21. Beschäftigung

29. Januar, 2101

Tessas Sicht

Es war furchtbar früh am Morgen, als ich die Tore des Hauptquartier durchschreitete. 5 Uhr um genau zu sagen. Die Sonne war nur noch Minuten vor dem Aufgehen entfernt, dennoch zog Schwärze durch die Straßen und Gassen, bis auf die Stellen, die von den Straßenlaternen erleuchtet wurden. Das HQ dagegen stach wie eine Taschenlampe aus dieser Dunkelheit hervor. Die Fenster waren hell erleuchtet und gaben mithilfe der riesigen Fenster Aussicht auf die Eingangshalle und dessen Innenleben.

 Die Leute die mir um diese Uhrzeit entgegenkamen, sahen nicht wirklich frisch aus. Sie hatte tiefe Augenringe, blutunterlaufene Augen und müde Gesichter. Das Übliche.

Ich wussten nicht, warum sich alle immer so anstellten. Die Morgenstunden waren die schönsten von allen und die produktivsten. Vielleicht war es ja auch nur meine Einstellung, die mich alles aus diesem Blickwinkel betrachten ließ. 

Wie immer grüßte ich jeden, der an mir vorbeikam und wünschte ihm einen schönen guten Morgen. Die meiste brachten als Antwort grade mal ein zustimmendes Summen oder Grunzgeräusch zusammen, andere begnügten sich mir einer einfach Geste der Hand oder einem einfachen Nicken. 

Und so bahnte ich mir meinen Weg durch die kaum gefüllten Gänge und verfolgte zuerst das Ziel, in die Mitarbeiterräume zu kommen.

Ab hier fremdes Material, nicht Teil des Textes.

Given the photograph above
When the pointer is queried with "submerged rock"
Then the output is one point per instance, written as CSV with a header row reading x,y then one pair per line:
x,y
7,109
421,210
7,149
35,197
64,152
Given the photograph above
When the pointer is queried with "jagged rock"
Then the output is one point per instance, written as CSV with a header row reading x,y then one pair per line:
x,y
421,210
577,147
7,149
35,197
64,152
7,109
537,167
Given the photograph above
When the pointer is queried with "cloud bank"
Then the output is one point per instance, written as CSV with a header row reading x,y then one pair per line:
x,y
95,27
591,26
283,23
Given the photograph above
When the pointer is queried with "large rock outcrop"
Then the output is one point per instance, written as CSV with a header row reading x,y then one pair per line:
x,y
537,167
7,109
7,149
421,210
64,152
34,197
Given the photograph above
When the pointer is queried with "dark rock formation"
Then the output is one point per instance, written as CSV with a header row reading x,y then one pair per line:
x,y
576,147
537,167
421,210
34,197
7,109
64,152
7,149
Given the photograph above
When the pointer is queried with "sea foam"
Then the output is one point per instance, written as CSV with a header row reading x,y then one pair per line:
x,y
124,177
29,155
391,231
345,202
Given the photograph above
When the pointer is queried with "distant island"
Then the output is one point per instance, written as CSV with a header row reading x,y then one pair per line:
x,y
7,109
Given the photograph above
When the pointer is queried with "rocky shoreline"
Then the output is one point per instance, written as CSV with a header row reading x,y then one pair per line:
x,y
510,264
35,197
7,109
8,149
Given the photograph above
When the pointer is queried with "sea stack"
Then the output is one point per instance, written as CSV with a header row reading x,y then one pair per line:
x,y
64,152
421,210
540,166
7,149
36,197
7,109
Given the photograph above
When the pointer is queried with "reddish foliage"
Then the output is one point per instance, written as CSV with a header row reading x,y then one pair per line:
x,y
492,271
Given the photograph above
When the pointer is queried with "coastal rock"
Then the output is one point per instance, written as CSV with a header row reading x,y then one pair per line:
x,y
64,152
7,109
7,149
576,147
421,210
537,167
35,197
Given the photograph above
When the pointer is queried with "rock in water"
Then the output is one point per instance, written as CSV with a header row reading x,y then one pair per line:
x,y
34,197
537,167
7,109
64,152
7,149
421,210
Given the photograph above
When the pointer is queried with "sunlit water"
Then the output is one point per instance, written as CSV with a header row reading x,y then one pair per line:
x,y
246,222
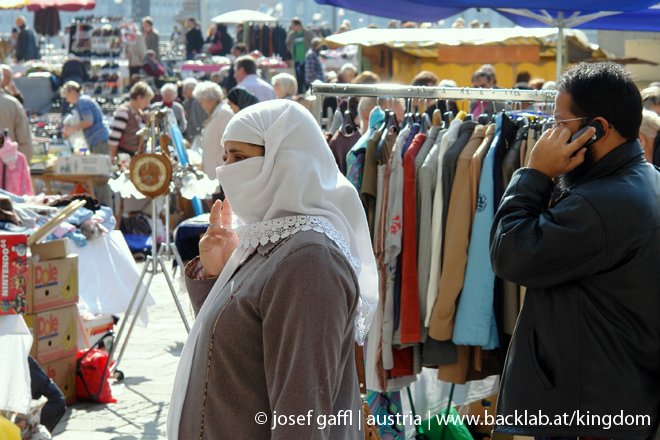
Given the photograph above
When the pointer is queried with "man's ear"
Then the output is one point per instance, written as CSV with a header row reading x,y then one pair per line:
x,y
606,125
642,140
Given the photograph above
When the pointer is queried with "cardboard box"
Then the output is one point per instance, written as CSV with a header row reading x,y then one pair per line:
x,y
52,284
51,250
13,273
93,164
63,372
95,328
55,333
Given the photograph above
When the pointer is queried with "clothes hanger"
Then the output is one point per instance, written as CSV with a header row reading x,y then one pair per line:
x,y
408,116
348,126
436,120
448,118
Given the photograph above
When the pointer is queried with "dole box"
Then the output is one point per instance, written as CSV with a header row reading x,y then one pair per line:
x,y
52,284
54,332
13,273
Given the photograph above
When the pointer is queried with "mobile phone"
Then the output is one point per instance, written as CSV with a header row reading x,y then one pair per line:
x,y
599,133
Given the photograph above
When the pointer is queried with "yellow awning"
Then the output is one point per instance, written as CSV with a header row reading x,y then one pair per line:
x,y
423,43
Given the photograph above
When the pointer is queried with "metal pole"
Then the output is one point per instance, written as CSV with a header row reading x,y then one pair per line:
x,y
560,44
334,18
167,224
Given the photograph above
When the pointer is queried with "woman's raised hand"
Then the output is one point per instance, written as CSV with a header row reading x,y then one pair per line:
x,y
219,241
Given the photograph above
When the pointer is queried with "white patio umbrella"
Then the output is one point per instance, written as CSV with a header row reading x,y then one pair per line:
x,y
242,16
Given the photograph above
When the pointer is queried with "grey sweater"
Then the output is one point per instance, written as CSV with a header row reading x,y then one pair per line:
x,y
284,346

Dort waren einige andere Beamte bereits eingetroffen und hatten bereits begonnen sich umzukleiden. Mein Spint war irgendwo ganz hinten, in dem ich meine Sachen verstaute. Mit dem passenden Schlüssel schloss ich auf. Es war nicht wirklich viel Zeug, dass ich dort deponiert hatte. Ein paar Klamotten zum Wechseln zusamen mit meinem weißen Kittel; ein Block und Federmäppchen; ein uraltes Buch, das ich eigentlich mal fertig lesen wollte; Fotos, die ich an die Innenseite der Spinttür geheftet hatte und eine Dose Kaugummi für Notfälle.

Ich trennte mich von meiner Jacke und legte sie mehr oder weniger ordentlich zusammen. Die Jacke tauschte ich aus gegen den weißen Doktorkittel, den ich auch gleich anzog. Aus meiner Tasche nahm ich Handy und Geldbeutel, bevor ich auch diese hinter die marineblaue Tür des Spintes schloss.

Da dies nun endlich erledigt war, trat ich die von Ruhe beherrschten Treppen hinunter in die Untergeschosse.

Auch dort waren bereits alle Systeme hochgefahren und einsatzbereit und die Flure wurden durch mattes Licht erleuchtet. 

Vor der gesicherten Tür kam ich dann zu stehen. Ich tippte die Zahl zum Entsperren ein und hörte wie sich die Sicherung löste. Nun konnte ich die Tür öffnen und schob sie leise beiseite. Ich ging davon aus, dass die zwei Jungs noch schlafen würden, weshalb ich versuchte so leise, wie möglich zu sein. 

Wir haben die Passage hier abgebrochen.